As the weeks passed on my independence and confidence grew. My lost smile has come back. My laugh isn't as loud as it used to be though. That same man would occasionally wave and smile at me or start up a small conversation before I would walk off. Then one day someone started singing while we were sitting together which caused the rest of us to start humming or singing along. Then I joined in and we all laughed at the end. "You have a beautiful voice." Said a voice from behind me. I turned to see the same man from before. A couple of days ago I learned that his name was Collin. "Oh, that's rubbish Collin." I protested while crossing my arms over my chest. He just laughed and sung, "I'm not lying." I shoved him before walking off and smiling secretly to myself.

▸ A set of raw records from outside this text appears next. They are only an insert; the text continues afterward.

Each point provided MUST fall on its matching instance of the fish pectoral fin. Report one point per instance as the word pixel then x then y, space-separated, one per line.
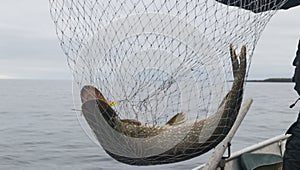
pixel 179 118
pixel 131 121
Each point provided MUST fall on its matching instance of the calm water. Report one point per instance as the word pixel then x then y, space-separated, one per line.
pixel 38 129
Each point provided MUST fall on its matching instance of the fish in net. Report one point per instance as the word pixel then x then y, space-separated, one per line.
pixel 160 81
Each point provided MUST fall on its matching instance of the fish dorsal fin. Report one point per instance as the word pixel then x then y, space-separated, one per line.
pixel 179 118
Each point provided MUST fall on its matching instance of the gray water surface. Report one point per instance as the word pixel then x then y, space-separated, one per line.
pixel 39 130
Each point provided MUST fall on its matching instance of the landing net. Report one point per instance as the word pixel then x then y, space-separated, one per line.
pixel 155 59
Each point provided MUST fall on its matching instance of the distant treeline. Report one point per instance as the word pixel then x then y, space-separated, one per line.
pixel 272 80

Over the week, we developed a great friendship. Then friendship grew into a relationship. A very tight bond we had. I was so caught up in us I didn't notice the diminishing time to our destination and before I knew it, we had arrived in New Zealand. We held hands as we approached the shore. I smiled wistfully into the sea spray wetting my face and to the beaming sun. It looks so beautiful here. All the greenery and snow-capped mountains. The chirp of the native birds. I look forward to my future here.